アドレアン様はレイナルド殿下とは違う。レイナルド殿下だったら絶対に何があったのか聞いてくれただろう。そういうレイナルド殿下の優しさは純粋に嬉しい。だが今の私にはアドレアン様の何も聞かない優しさが嬉しかった。
アドレアン様はやさしい。けれどその優しさはレイナルド殿下とは違うものだ。その違いが今の私には過ごしやすかった。アドレアン様と一緒にいると、レイナルド殿下のことを考えすぎないで済む。

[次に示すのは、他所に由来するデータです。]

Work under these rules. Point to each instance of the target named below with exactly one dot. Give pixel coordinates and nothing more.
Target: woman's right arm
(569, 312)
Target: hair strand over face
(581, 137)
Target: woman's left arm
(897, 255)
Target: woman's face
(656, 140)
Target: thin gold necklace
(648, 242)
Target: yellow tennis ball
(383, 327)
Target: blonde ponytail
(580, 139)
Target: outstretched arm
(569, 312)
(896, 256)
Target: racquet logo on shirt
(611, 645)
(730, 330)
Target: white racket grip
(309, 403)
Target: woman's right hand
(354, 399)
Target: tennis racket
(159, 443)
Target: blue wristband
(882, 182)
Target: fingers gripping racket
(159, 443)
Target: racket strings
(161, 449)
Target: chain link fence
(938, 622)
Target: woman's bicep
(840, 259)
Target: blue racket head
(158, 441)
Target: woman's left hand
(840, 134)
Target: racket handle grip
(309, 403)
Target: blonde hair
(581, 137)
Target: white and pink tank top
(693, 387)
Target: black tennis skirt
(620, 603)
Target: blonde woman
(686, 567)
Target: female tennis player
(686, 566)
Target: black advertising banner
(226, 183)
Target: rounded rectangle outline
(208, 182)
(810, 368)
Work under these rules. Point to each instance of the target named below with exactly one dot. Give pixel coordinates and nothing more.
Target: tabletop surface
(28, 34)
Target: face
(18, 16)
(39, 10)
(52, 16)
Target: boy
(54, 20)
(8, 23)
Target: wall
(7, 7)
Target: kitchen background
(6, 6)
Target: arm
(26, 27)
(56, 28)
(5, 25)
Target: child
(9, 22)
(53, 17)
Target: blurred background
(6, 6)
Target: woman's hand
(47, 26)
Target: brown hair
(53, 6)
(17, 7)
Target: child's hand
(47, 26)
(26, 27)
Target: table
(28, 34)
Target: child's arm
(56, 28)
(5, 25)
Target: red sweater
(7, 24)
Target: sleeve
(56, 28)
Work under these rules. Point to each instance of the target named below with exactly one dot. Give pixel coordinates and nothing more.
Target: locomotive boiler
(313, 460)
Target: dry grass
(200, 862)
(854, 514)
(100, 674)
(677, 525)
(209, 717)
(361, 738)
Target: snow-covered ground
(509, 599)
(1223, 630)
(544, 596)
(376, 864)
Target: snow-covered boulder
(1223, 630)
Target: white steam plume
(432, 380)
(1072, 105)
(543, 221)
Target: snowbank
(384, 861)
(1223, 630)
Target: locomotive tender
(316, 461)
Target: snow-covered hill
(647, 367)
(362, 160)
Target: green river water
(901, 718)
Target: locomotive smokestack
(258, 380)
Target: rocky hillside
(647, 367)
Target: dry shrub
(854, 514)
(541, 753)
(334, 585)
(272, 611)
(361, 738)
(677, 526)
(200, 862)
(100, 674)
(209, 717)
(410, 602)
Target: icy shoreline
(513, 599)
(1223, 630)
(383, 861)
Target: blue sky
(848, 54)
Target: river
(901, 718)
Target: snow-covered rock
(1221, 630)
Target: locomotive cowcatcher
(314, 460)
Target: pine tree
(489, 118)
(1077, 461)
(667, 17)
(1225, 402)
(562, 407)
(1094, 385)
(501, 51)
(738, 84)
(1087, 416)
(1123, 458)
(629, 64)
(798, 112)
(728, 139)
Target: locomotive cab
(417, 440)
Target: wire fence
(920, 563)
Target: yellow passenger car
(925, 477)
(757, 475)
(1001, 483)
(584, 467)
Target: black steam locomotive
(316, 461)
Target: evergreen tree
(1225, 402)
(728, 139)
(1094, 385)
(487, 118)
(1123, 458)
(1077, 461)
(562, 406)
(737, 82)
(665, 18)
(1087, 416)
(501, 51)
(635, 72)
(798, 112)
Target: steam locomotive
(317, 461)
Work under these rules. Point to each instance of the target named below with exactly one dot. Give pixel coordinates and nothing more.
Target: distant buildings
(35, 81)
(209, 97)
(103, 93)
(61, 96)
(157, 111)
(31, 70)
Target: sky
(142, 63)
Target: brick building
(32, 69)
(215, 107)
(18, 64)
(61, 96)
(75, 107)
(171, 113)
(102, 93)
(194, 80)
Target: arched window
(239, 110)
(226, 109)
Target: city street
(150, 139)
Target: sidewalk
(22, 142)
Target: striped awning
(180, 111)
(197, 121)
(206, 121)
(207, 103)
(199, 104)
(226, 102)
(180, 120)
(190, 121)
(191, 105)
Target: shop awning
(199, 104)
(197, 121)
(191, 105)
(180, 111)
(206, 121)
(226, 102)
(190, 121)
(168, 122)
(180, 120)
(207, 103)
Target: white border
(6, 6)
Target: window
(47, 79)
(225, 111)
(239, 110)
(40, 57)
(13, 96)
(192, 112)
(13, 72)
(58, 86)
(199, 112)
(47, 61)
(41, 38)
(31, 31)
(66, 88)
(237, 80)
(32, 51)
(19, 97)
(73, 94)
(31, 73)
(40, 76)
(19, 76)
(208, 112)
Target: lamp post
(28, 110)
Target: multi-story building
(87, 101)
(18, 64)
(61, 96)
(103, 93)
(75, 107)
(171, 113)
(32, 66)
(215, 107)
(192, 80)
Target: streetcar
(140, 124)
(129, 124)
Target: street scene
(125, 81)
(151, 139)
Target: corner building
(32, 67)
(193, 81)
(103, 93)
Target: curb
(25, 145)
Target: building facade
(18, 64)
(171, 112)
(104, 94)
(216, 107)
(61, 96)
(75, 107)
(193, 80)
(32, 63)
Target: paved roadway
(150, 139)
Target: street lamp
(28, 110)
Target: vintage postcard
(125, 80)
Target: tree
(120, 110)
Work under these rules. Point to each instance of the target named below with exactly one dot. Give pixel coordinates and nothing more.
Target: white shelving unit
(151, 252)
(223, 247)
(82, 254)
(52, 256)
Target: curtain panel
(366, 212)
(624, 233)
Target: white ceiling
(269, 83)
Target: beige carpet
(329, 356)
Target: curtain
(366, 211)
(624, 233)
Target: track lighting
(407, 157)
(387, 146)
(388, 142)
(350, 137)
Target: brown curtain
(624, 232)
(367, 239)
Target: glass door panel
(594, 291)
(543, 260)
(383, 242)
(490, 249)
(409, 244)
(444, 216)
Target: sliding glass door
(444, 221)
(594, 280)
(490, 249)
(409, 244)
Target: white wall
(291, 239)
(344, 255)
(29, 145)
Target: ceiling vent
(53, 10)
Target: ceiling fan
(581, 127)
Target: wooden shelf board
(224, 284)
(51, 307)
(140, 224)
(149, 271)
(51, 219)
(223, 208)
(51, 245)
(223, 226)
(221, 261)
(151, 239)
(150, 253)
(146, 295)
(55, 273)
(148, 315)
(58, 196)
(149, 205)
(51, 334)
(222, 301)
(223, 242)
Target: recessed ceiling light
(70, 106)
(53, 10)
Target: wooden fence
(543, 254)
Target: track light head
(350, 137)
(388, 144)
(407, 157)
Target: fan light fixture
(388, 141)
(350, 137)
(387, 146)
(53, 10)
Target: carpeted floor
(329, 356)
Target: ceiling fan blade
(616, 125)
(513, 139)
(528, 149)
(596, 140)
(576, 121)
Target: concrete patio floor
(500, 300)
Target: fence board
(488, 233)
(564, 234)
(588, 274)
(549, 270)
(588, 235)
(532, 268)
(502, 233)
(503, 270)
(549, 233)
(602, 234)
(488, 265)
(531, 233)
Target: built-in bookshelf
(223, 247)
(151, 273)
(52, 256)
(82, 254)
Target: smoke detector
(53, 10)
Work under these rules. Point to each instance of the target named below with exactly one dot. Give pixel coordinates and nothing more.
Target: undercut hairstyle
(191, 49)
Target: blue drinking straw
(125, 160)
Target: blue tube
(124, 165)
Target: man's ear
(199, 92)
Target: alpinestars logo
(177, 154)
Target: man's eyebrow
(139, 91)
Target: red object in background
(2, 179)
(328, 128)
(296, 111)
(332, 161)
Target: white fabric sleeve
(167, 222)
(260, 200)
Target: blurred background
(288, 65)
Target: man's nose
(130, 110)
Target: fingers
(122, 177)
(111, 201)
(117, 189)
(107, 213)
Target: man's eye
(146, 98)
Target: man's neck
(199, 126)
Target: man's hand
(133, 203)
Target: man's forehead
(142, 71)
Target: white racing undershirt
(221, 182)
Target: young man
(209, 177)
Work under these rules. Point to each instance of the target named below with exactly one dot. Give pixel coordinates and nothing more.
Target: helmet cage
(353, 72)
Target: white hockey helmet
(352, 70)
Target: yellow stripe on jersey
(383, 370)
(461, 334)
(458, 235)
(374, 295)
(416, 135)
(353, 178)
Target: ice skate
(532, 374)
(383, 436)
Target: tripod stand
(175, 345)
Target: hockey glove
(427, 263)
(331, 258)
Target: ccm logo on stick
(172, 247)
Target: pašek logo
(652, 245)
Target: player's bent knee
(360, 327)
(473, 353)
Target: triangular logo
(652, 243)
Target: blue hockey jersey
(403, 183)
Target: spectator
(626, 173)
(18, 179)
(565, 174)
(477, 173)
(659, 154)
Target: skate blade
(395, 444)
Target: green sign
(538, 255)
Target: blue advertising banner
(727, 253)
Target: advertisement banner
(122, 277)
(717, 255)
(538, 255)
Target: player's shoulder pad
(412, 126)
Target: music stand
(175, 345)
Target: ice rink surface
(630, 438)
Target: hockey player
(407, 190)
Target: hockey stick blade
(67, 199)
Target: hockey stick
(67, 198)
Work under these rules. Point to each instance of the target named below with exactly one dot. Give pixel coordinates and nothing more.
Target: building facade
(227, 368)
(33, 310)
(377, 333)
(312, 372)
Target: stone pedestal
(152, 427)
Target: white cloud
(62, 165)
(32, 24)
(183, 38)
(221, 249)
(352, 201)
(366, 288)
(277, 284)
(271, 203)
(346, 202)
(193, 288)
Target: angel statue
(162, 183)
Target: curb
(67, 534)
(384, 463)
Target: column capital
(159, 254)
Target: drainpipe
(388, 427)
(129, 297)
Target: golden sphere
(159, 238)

もう少しだけでいいから一緒にいてほしい。そう思った。
「そうだ、今度持って来いよ。」
「?何を、ですか?」
唐突な言葉に私はいぶかし気に首をかしげる。
「ローストビーフサンド。うまいんだろ?」
「ああ、はい。絶品です。料理長意外じゃあの味にならないんですよね。領地から来てくれて本当によかったです。」
「そんなにうまいんなら俺も食ってみたい。だから今度持ってこい。」
「わかりました。料理長に頼んでおきます。学園でピクニックですね。アドレアン様と一緒にピクニック、久しぶりです。」
「前のはピクニックじゃなくてただのお茶会だろ?お前が焼き菓子持ってただけで。」
「私がアドレアン様探しの建前であるお庭散策が趣味であると知れ渡っていたので、主催者の夫人達が用意してくれてたんです!」
「なんだよ、アドレアン様探しの建前って。」
「だって本当にアドレアン様探しの建前ですから。誰にも見つからずにアドレアン様に会いに行くために、お庭散策が趣味ってことにしていたんです。」
「お前そんなことしてたのか?暇だな。」
「暇なのはアドレアン様じゃないですか。お茶会サボって寝てたんですから。」
「俺はいいんだよ。」
「そんなわけないじゃないですか。横暴です。」
その後は相変わらずアドレアン様と2人でにぎやかに過ごした。やっぱりアドレアン様と過ごすのは楽しい。クレアと過ごすのとはまた違った楽しさだ。何というか楽しいのに癒される。だから私はアドレアン様が大好きだ。
その日はもうレイナルド殿下のことは思い出さなかった。